Unfortunately, most tax-saving schemes are ineffective and primarily benefit advisers, who pocket substantial fees and leave the landlord to deal with the aftermath.
Many landlords wish to pass buy-to-let property on to their children, but the taxman has covered them in many ways.
So what is the best way of gifting a buy to let to children?
The first step is having a conversation. Like the birds and the bees, the discussion is meaningful and shapes a family's life for years to come.
You need to know that your children understand the responsibilities of owning rental property and if they want to take on the landlord role.
If not, your succession plans are scuppered. If they agree, you can explore the most tax-effective way to gift the property.
For the landlord, do you transfer the property while still alive or on your death?

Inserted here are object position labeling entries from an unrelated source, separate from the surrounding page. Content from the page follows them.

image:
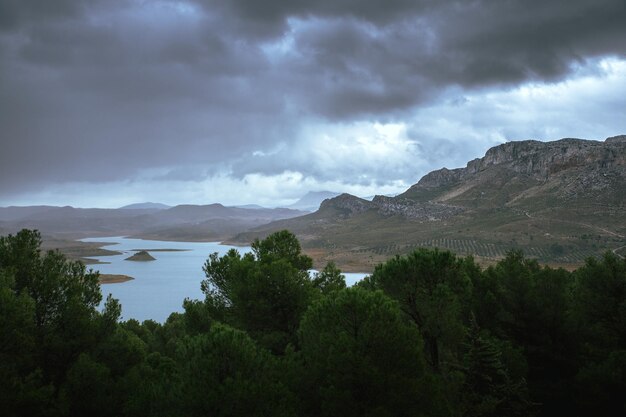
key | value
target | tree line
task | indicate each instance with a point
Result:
(427, 334)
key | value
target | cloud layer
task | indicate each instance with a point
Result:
(342, 93)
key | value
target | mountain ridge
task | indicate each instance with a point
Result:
(559, 201)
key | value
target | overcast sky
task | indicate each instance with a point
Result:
(110, 102)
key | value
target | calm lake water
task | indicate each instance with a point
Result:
(160, 286)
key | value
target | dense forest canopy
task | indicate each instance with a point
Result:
(427, 334)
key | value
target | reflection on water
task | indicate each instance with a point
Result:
(160, 286)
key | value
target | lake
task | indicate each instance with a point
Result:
(160, 286)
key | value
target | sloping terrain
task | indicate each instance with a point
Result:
(558, 201)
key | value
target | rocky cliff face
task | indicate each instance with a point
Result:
(350, 205)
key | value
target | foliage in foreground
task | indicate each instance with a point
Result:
(427, 334)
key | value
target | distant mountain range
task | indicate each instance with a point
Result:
(146, 220)
(311, 201)
(558, 201)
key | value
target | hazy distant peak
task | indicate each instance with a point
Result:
(147, 205)
(311, 201)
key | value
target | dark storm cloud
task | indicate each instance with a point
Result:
(101, 90)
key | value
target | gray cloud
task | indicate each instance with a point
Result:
(98, 91)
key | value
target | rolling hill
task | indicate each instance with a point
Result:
(559, 202)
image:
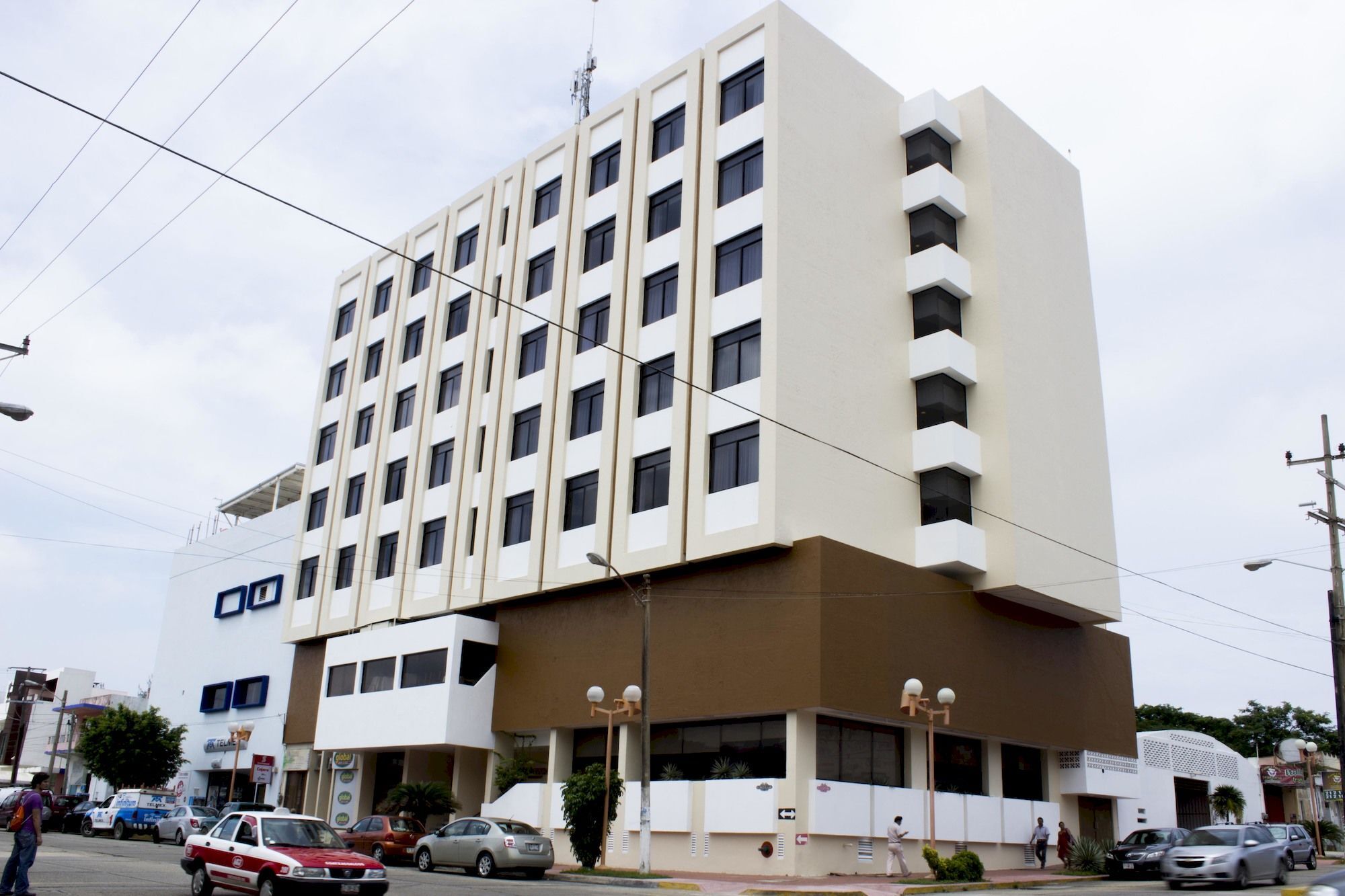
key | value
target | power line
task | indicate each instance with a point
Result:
(197, 198)
(98, 130)
(153, 155)
(626, 357)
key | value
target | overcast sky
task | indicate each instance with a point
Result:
(1207, 135)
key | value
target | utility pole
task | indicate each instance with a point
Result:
(1336, 596)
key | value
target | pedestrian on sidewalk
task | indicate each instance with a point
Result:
(1040, 834)
(1065, 840)
(895, 850)
(28, 837)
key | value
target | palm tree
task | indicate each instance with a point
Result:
(1227, 801)
(420, 799)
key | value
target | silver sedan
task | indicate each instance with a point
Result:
(182, 822)
(486, 845)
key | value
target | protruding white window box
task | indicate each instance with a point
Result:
(952, 546)
(930, 111)
(939, 267)
(946, 353)
(934, 185)
(949, 444)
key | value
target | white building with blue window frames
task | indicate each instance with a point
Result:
(221, 658)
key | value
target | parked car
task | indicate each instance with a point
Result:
(1143, 849)
(385, 837)
(486, 845)
(73, 818)
(229, 809)
(184, 822)
(270, 853)
(11, 803)
(1234, 854)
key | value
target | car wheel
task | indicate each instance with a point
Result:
(201, 884)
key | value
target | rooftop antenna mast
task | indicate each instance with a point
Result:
(583, 83)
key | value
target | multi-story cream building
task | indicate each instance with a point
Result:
(774, 335)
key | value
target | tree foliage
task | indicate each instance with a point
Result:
(1253, 732)
(420, 799)
(582, 803)
(131, 748)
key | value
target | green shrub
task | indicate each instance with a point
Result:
(964, 866)
(1089, 854)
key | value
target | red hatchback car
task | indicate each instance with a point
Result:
(385, 837)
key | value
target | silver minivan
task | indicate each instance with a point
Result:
(1234, 854)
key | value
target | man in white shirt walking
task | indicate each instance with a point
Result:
(895, 836)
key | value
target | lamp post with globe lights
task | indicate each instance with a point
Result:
(240, 733)
(629, 704)
(913, 704)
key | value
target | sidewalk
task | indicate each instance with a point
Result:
(835, 885)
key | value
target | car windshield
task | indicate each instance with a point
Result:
(517, 827)
(299, 831)
(1214, 837)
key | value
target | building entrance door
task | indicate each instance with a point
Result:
(1096, 819)
(1192, 802)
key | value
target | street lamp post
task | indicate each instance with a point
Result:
(642, 598)
(240, 733)
(913, 704)
(629, 704)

Gifting a property while still alive is fraught with pitfalls.
Leaving a property in your will
On your death, the property is part of your estate and may be liable to inheritance tax charged at 40 per cent. Chancellor Rachel Reeves is believed to be investigating IHT reforms, so the tax treatment of property left in a will may well change in October’s Budget 2024.
On death, capital gains tax may also come into play.
There’s no CGT to pay on your death, but whoever inherits the policy may pay CGT if they gift or sell the property. Their base cost for CGT is the market value on your date of death, not your purchase price.
Gifting in your lifetime
It’s vital to understand a lifetime gift is without any strings attached. That means you lose control of the property. Any generated rent goes to the new owner, which could alter their tax status by increasing their earnings.
Gifting the property in your lifetime is free from IHT, provided you survive seven years after making the gift.
Gifts given in the three years before your death are taxed at 40%.
Gifts given 3 to 7 years before your death are taxed on a sliding scale known as 'taper relief'.
Taper relief only applies if the total value of gifts made in the seven years before you die is over the £325,000 tax-free threshold.
IHT taper relief rates
Years between gift and death | IHT rate |
3-4 | 32% |
4-5 | 24% |
5-6 | 16% |
6-7 | 8 |
Over 7 | 0 |
Source: HMRC
The gift may trigger other taxes, such as CGT and Stamp Duty.
Under CGT rules, parents and children are ‘connected’ people and any property transaction between them is taxed at 18 or 24 per cent.
Stamp Duty depends on the property's value, but buy-to-let properties are additional, attracting a 3 per cent surcharge on the standard rates. Owning a buy-to-let also prevents someone from becoming a first-time buyer.
Other options for gifting a buy-to-let include managing the property with a company or putting the property in trust.
Both options come with tax complications that should be part of The Conversation.